Meritocracy; its philosophy, practice and importance

by Maddie Anandarajah November 14, 2016

Meritocracy in itself is a simple concept; those who work hard, gain merit and develop skill will succeed.

It is a simple reality we are taught from our earliest school years where we saw the concept materialise. Back then, it was the simple equation of ‘get good grades, get good jobs’. The system we have in place allows us immense control over our own future. It is not just restricted to grades of course; it may have been the time and effort you invested into your extra-curricular activities that allowed you to turn your passion into a career.

Meritocracy is, however, more than just about merit. Reading between the lines, it is a concept of progression and freedom; we are all able to rise among the ranks because of how our society functions and what it values; skill. This means that our succeeding is not reliant on external factors and demographics but purely on the decisions you make. Pushing it further, it is an extension of democracy; by advocating opportunities accessible to all.

The philosophy is flawless and we see it implemented in the world of work. The world of work is almost synonymous with the concept. Why? Because we see the infrastructure built deeply into our society. Alongside experience, the existence of degrees, Master’s, PhD’s all the way to apprenticeships, internships and volunteering roles all help us to move in the right direction. By building experience, qualifications and soft skills we are able to better ourselves and add additional value to any of our ventures. 

So what does Meritocracy do for you? It gives you full control on where you are going and how fast you’ll get there. Of course, there are other variables that affect your progression such as the existent economic climate. Yet, the destination relies on you. So whatever position you are in, meritocracy holds you responsible and that is the beauty of it. You are less a victim of the job market and more the captain of your ship you steer. It empowers you to move.

More than that, it gives you a full view of the endless possibilities stretching ahead of you rather than leaving you facing a brick wall. In many ways, it leaves you optimistic and filled with prospects. Meritocracy encourages you to pursue your passions and adapt a lifestyle of hard work and great rewards.

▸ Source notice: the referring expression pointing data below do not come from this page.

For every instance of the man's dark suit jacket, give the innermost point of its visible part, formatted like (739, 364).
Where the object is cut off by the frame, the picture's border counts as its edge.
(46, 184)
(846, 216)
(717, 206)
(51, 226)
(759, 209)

If you are in a place where you can reasonably call yourself successful, it most likely did not fall into your lap. You started somewhere where you had less than and built that plan. It prepared you with not just physical skill, but with resilience and ambition i.e. it prepared you with the right mindset. So whether you believe meritocracy to be too good to be true; held back by politics and social justice issues, or a given in the society we live in, internalising its values will help you grasp the opportunities available to you and encourage you to take them.